Images

Image of Moylisha (Portal Tomb) by ryaner

The gorse tends to spoil the view of this beautiful tomb a bit.

Image credit: ryaner
Image of Moylisha (Portal Tomb) by ryaner

Looking north-east across the court at Aghowle Upper (right) and, I guess, Aghowle lower.

Image credit: ryaner
Image of Moylisha (Portal Tomb) by ryaner

Moylisha wedge tomb, looking north-west from half way up a pine tree.

Image credit: ryaner

Articles

Moylisha

There’s a faint track marked on sheet 62 at the north end of Moylisha hill. To get to it you need to enter the white gate at the edge of the farm buildings and walk up to the fifth gate on your left. The farmer was more than happy to allow me up the track and offered directions.
Over the aforesaid 5th gate, walk through 2 fields in a south-east and upward direction and you will spot the site in the corner of the 2nd field by the pine plantation.
This is one of the best sites I’ve visited in Wicklow. It’s a pity that it’s not better looked after. The OPW sign was in bits on the ground. The tomb itself is now overgrown with bracken and gorse. Those negatives aside, the stones here are very well preserved and the layout very easy to see. It’s a pity that the roofstones are cast aside and left on the ground. A small bit of restoration here would not go amiss.

Folklore

Moylisha
Portal Tomb

The name of the monument is variously given as Lob-in-a-sigh, Leaba an Sidh; on the Ordnance Survey map it is recorded as Labbanasigha. O’Donovan says the monument was called “Leaba na Saighe (Lectus canis venatica) where it is supposed a famous huntsman of old interred a favourite greyhound bitch.” Perhaps it is not unreasonable to suggest in the light of the discovery of the javelin mould that the name may have some connection with the Irish word saighead (spearhead).

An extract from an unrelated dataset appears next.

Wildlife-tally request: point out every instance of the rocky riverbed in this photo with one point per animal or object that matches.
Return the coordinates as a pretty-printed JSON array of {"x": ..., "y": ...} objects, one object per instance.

When the cairn was excavated, there were found two halves of a sandstone mould for a loop-socketed spear head, in the base of the cairn at the east end of the main chamber.

In ‘The Moylisha Megalith, Co. Wicklow’ by Gearóid Ó h-Iceadha, p119-128 in The Journal of the Royal Society of Antiquaries of Ireland Vol. 76, No. 3 (Oct., 1946).

There are many sites in Wales with ‘Filiast’ in their name: also meaning ‘Greyhound Bitch’. I think Leaba an Sidh would mean the bed of the fairies?